That one is the classic Reciprocal Frequency Counter.
That's nice and all, but it doesn't answer my question.
I understand about the PLLs and the synthesized logic issue. 'Bummer, but that's the way it goes. Despite the DACs, DUTY mode is still nice to have. The logic modes are vital, as are the special analog modes. The P1 is like a set of very basic Tinkertoys that you can put together in unimagined ways. Any specialized port functions may be wonderful and efficient, but if they kill the Tinkertoys, they kill the Prop's overall elegance.
-Phil
Once configured, a pin does its thing. In the case of PWM, the frame would commence at the terminus of the mode message via DIRMSG. After that, you would have a whole frame period in which to update the register (via OUTMSG) that will get loaded into the PWM counter at the beginning of the next frame (or the mode message might have contained the initial value). The minimum frame time would be related to the OUTMSG time, which would probably be 18 clocks for a 16-bit data payload (%1dddddddddddddddd0 - high start bit, data, low stop bit).
But would it be so bad to have some helper stuff in the pins, themselves, to take care of high-bandwidth headaches that would otherwise hold a CTR hostage - and maybe even the cog?
Imagine a pin configured to sum up some number of ADC feedback pulses, and continually send the current value back via the IN pin, where you could use a WAITMSG instruction to grab the next message over the next umpteen clocks? Wouldn't that be awesome? It seems freeing to me, and I love the idea that the details of this don't get mixed up in the cog design.
1..16 clocks wide, yes, but the frame size would need to be big enough to allow all PWM counts to be reloaded in time.
What do you mean by time-capture and edge-count on the same pin? It sounds like you are measuring period and frequency at the same time. Sounds intriguing, but I'm missing something.
...This serial thing is kind of brings back to mind the CRU bus on the TMS9900 CPU, only much faster of course.
What you call a PWM counter here, is a down counter, setting a time-to-next toggle, right ?
The host SW has to poll the pin and then send a next-time-vaue ?
That gives a minimum time of [poll_end+message_send],and the value in the counter is not the True Pulse Width, but added Clocks ?
ie True Pulse Width = Time[poll_end+message_send]+ Sent_Value ?
I think more registers will be needed 'at the pin', but a serial means to (re) configure is probably ok, at ~18 clocks.
The use cases I can think of, do not update rapidly, but the pin-precision does need to be 1..N clock accurate.
-Phil
Maybe we're talking past each other here, but you'd set a value to be used in the next frame. It would get picked up and used when the time came. You could create a 0-length pulse, a 1-clock pulse, or any other size pulse, up to and including the frame count. Is that not PWM?

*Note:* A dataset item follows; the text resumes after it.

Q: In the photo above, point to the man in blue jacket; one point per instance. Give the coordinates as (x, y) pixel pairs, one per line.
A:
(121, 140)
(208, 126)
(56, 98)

Ah, so there is single buffering, and the width you send, is what will next be loaded, when this one finishes ?
That's 2/3 of the register resource needed for True PWM.
If you just add a 3rd local register for PWM compare value it means the COG can step back, and not need to continually send the two alternating 'next_width' values.
Yes, each (rising) edge increments an edge count, and each edge can also, (under SW message control) capture values from a SysCLKd TIME counter and the Edge Counter.
ie one edge can fire 3 events, one INC and 2 CAPT on Two counters.
Capture of both captures needs to be atomic, so the T,E values are free of aperture errors and are known to be for the same edge. Those are then read at leisure, and calculations done.
Usually, on a Classic uC, you can set up 2 timers to do this, but often the Atomic is tricky if the capture enables are in two separate SFR registers.
Phil, this simplifies the cog design. I can now focus on getting that thing tuned up without the complex interplay that a counter sophisticated enough to handle the new pins would introduce. This is an awesome thing! And we can develop those pin circuits outside of worrying about how it affects the cog.
I'm in phase now - I now realize there is a buffer register included, do you have 2 x 32 bit locals, one storing, and one counting.
That's why I was asking how many pin-local registers this uses.
Do the basic I/O instructions still work the same way? ie Can I set OUTA = #0 and then toggle DIRA to enable pul-down ?
How much delay will be inherent for setting OUTA to it appearing on the pin? And for reading the pin with INA?
Are these little state m/cs (per pin) going to chew much power?
Might these things be better left for P2+ ???
Sounds worth exploring,at least.
The Standard counter operation does need some fixes, but ideally anything should be a super-set approach.
There is some fundamental sense in acting at the pin, so long as the logic is tolerable.
Can this local logic pack under the bonding pads ?
We're talking about the same thing, I think. When you configure the PWM, you set the number of clocks in a frame. You then feed it values via OUTA which get captured and loaded at the beginning of the each frame. If you don't send a new value, it just reuses the old one. The cog can do whatever else it wants. Isn't this PWM?
But why is one measurement or the other not adequate? Both values may not even correlate well.
It would be near the pin. Doing this also lets me get rid of all the 1.8V configuration junk that is now in our I/O pin circuit. We would feed probably 20 signals into the actual I/O pin, which would be almost stateless, itself. This gets the digital side into the synthesized logic where it will be closed reliably.
My reading is SW I/O is completely unchanged, this is an optional-enable.
When not used, the power is only in the clock routing, and that was already going to the pins.
If they let the COGs sleep longer these smarter pins can actually slash power.
They only take power if you use them.
Without configuring a pin via DIRMSG, it acts as a normal digital I/O. If a pin has been configured for some special mode, the DIR bit is left high. If that pin then goes low, the mode is cancelled and the pin reverts to being a normal I/O. DIR can be set high or low in software without triggering any special modes, because instructions take two clocks, so the pin will see only this kind of activity on DIR: %0011001100... It will never see the %010 message header as a result of normal instructions. Only the DIRMSG instruction will create that fast pattern to signify that a message is coming. The pin, when it sees that message, will hold its current mode, and then switch to the new mode in one clock, after the message is complete.
We are going to need something like this, anyway, to set the analog modes. This whole proposal is just about augmenting the concept, I now realize.
Exactly! And good observation about power. I didn't realize that, but it's true. Better to have the cog in a WAITCNT while the measly pin circuit does its job.
Now I am confused.
If you fail to update a Buffered-Toggle Counter, then you get 50% output on the repeated count-value.
Not quite PWM.
If you want true PWM, you need (min) 3 sets of local registers. One counting, and one holding the Reload value and one holding the compare value, and usually that compare is also buffered, so it delay-updates on Counter-reload, making 4 regs.
This PWM can go to 0 on a register value, and a single register sets PWM, the other sets Freq.
An alternative is two Reload registers, that alternate to set TimeH and TimeL, if users want fixed frequency PWM they need to change both values, and this cannot go to 0% in the basic form. (single clock width pulses are the limit)
Like this:
1) You set PWM mode with a frame_count and, for the sake of discussion, an initial on_count.
2) X=0, Y=on_count
3) if X == frame_count then X=0 and Y=on_count, else (X++, if Y<>0 then Y--, pin output = Y<>0)
4) accept new on_time via OUTMSG, while staying in (3)
That's what I've always understood PWM to be, anyway. There's a frame_count and an on_count which fits within the frame_count.